Gaziano called the blanket dismissal of all drug convictions a “remedy of last resort.”
“It reflects a decades-long attitude that drug testing for criminal cases could be done on the cheap,” Sullivan said.
The two prosecutors who were assigned to Farak’s case during former Attorney General Martha Coakley’s tenure in the office still work for the state. Anne Kaczmarek makes $119,000 a year as an assistant clerk magistrate in Suffolk County, while Kris Foster earns $95,000 as a lawyer for the Alcoholic Beverages Control Commission.
“The government misconduct at issue also involved the deceptive withholding of exculpatory evidence by members of the Attorney General’s office, who were duty-bound to investigate and disclose Farak’s wrongdoing,” Gaziano wrote.

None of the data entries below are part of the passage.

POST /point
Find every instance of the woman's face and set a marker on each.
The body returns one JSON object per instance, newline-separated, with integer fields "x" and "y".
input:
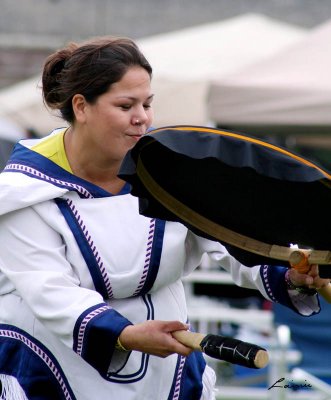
{"x": 119, "y": 117}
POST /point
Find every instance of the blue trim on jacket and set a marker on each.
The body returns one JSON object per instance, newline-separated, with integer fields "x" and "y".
{"x": 156, "y": 252}
{"x": 95, "y": 335}
{"x": 187, "y": 383}
{"x": 33, "y": 365}
{"x": 39, "y": 167}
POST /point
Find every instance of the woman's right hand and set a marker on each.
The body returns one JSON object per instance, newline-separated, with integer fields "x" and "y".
{"x": 154, "y": 337}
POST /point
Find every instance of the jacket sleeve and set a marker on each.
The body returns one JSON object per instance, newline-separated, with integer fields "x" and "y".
{"x": 268, "y": 280}
{"x": 33, "y": 258}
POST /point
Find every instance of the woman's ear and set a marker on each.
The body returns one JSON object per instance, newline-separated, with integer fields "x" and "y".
{"x": 79, "y": 107}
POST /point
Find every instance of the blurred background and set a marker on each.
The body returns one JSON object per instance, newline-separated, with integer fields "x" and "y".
{"x": 261, "y": 67}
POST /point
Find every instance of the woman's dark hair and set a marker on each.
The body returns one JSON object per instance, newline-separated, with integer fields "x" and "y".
{"x": 88, "y": 69}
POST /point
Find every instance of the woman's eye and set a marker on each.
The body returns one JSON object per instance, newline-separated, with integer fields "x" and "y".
{"x": 126, "y": 106}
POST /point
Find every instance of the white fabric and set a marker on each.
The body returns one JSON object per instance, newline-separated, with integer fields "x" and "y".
{"x": 11, "y": 389}
{"x": 46, "y": 285}
{"x": 291, "y": 87}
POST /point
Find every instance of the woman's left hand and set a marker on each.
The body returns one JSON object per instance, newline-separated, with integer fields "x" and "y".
{"x": 311, "y": 279}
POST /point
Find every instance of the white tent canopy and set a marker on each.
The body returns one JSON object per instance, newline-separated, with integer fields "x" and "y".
{"x": 184, "y": 63}
{"x": 22, "y": 104}
{"x": 292, "y": 88}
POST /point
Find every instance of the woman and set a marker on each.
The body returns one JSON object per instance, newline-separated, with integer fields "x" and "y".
{"x": 91, "y": 290}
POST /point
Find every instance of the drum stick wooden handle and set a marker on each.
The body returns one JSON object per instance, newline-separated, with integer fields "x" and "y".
{"x": 300, "y": 261}
{"x": 225, "y": 348}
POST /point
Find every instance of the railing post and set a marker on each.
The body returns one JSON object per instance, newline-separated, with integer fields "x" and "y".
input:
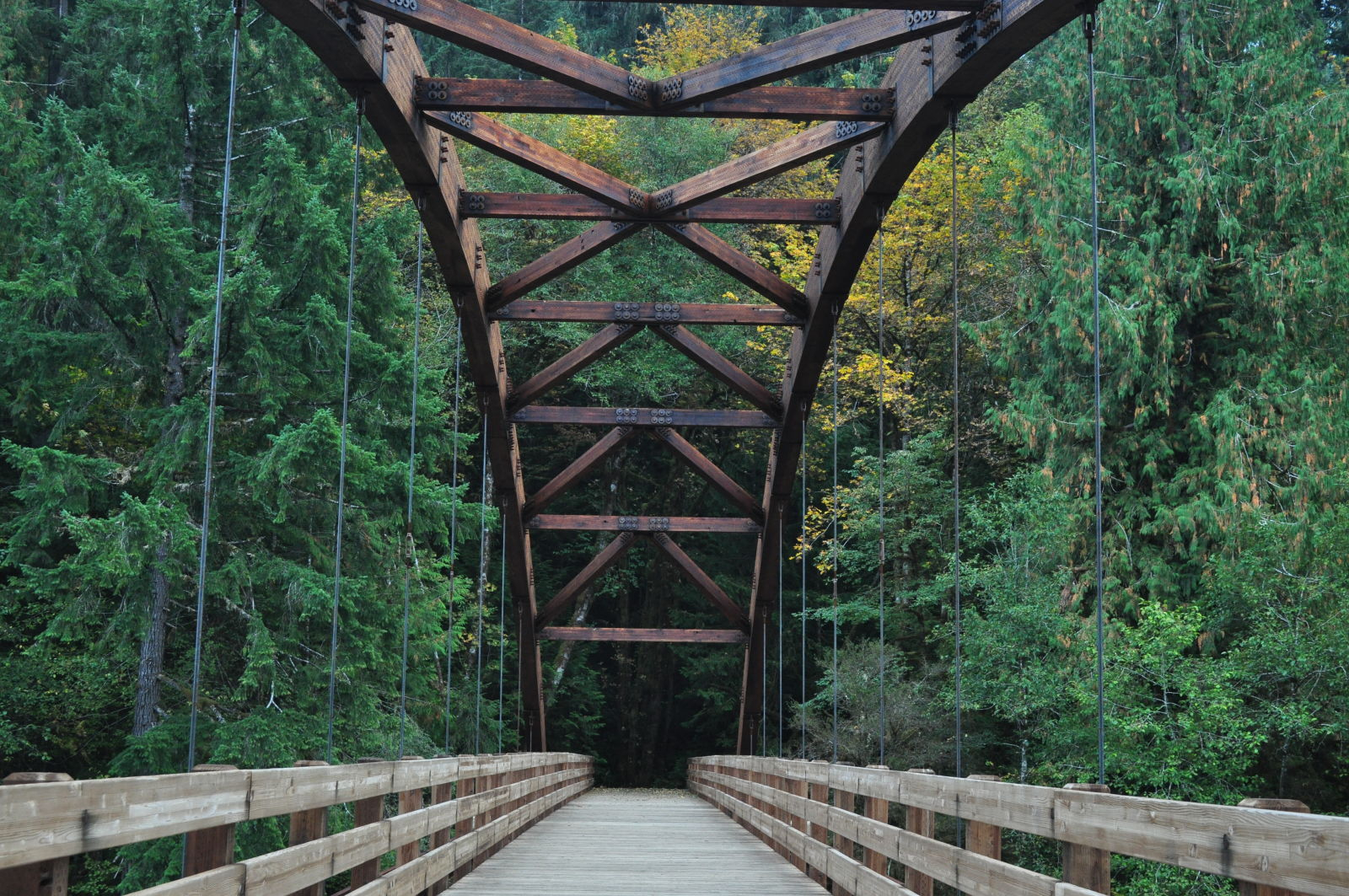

Rebecca Jacobstein, staff attorney for CPCS, said defense attorneys must now begin the process of identifying defendants who may still be in jail or prison to get them released, as well as help those already out get licenses if they have been unable to do so and have their criminal records updated.
“There’s a lot of work to be done, but we are incredibly pleased to have all this work to do to get these people the justice they deserve,” Jacobstein said.
Neither Segal nor Jacobstein could say how many convictions would be overturned based on Thursday’s SJC ruling, but Jacobstein estimated that the number of samples processed by the state drug lab in Amherst at the time in question was around 13,000.
Previously, prosecutors dropped between 9,000 and 11,000 charges tied to testing done by Farak, according CPCS, and another 36,000 charges spanning 21,000 cases tied to another disgraced former chemist Annie Dookhan were also dismissed.
“The reason why we cannot give you a clear and exact and immediate answer to how many cases there are is because the commonwealth of Massachusetts wrongfully convicted thousands of people and really didn’t keep track of them,” Segal said.
“The war on drugs was done on the cheap and done by cutting corners,” he added.
While the ACLU and CPCS hope they won’t have to go back to court on behalf of Farak defendants again, Segal said there was some concern in federal court that defendants convicted on federal charges many be serving longer prison sentences due to prior drug convictions in state court that are now being dismissed.Distict Attorney Sullivan said he wished chemists like Farak had been drug tested themselves before they were allowed handle evidence.
“In many ways, what is predictable is preventable,” Sullivan said. “Regular drug testing of Sonja Farak would have detected her addiction and prevented the wholesale dismissal of thousands of drug cases. The fact that no drug lab employee had pre-employment or post-employment drug testing was inexcusable.”